In this case, when the parser reaches step 6, it has two options. One is to reduce the rule expr : expr * expr on the stack. The other option is to shift the token + on the stack. Both options are perfectly legal from the rules of the context-free-grammar.

By default, all shift/reduce conflicts are resolved in favor of shifting. Therefore, in the above example, the parser will always shift the + instead of reducing. Although this strategy works in many cases (for example, the case of “if-then” versus “if-then-else”), it is not enough for arithmetic expressions.

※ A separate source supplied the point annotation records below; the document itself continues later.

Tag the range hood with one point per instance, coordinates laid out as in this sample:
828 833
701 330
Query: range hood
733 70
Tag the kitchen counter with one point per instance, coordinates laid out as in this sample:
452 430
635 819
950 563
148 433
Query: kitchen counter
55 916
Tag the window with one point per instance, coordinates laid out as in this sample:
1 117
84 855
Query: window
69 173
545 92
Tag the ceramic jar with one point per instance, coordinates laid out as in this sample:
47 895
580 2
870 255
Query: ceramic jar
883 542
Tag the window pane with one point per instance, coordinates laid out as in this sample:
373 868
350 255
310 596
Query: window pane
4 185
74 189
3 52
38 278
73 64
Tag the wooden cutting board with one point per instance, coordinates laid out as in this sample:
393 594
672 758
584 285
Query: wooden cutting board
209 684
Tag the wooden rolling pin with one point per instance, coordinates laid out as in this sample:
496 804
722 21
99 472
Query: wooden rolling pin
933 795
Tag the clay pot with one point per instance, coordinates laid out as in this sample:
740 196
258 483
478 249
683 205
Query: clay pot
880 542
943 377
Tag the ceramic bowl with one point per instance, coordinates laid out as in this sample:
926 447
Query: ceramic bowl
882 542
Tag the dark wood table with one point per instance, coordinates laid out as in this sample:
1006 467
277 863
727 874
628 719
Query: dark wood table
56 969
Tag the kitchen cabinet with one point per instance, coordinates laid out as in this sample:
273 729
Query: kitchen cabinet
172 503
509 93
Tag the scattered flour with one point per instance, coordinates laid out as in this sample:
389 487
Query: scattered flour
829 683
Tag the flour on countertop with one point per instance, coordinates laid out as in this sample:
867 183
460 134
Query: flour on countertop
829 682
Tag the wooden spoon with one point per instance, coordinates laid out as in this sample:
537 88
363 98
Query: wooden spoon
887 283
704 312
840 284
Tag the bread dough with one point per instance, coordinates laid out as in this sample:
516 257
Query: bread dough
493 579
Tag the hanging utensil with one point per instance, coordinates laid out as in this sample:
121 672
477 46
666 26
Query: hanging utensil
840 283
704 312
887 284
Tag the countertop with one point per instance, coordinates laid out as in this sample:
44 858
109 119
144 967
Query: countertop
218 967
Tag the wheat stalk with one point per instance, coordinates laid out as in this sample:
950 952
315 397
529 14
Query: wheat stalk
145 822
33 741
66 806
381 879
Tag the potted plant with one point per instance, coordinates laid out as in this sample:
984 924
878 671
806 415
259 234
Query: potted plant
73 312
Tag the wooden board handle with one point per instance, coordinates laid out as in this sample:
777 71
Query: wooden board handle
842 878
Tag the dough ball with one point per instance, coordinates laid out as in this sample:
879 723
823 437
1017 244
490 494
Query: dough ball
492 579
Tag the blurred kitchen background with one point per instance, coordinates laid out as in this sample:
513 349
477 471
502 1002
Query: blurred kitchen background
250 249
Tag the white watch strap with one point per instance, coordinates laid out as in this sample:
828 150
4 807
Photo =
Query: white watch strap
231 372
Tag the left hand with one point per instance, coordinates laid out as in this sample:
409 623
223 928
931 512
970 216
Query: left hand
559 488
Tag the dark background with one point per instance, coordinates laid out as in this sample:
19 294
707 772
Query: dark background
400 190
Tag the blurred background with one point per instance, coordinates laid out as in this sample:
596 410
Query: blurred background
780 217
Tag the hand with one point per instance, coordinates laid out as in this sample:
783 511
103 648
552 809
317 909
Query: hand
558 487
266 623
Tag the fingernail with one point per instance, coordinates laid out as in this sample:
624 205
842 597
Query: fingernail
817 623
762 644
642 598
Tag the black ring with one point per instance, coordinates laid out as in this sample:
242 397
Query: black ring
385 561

In fact, in the above example, the decision to shift + is completely wrong—we should have reduced expr * expr since multiplication has higher mathematical precedence than addition.

To resolve ambiguity, especially in expression grammars, SLY allows individual tokens to be assigned a precedence level and associativity. This is done by adding a variable precedence to the parser class like this:

class CalcParser(Parser):
    ...
    precedence = (
       ('left', 'PLUS', 'MINUS'),
       ('left', 'TIMES', 'DIVIDE'),
    )

    # Rules where precedence is applied
    @_('expr PLUS expr')
    def expr(self, p):
        return p.expr0 + p.expr1

    @_('expr MINUS expr')
    def expr(self, p):
        return p.expr0 - p.expr1

    @_('expr TIMES expr')
    def expr(self, p):
        return p.expr0 * p.expr1

    @_('expr DIVIDE expr')
    def expr(self, p):
        return p.expr0 / p.expr1
    ...

This precedence declaration specifies that PLUS/MINUS have the same precedence level and are left-associative and that TIMES/DIVIDE have the same precedence and are left-associative. Within the precedence declaration, tokens are ordered from lowest to highest precedence. Thus, this declaration specifies that TIMES/DIVIDE have higher precedence than PLUS/MINUS (since they appear later in the precedence specification).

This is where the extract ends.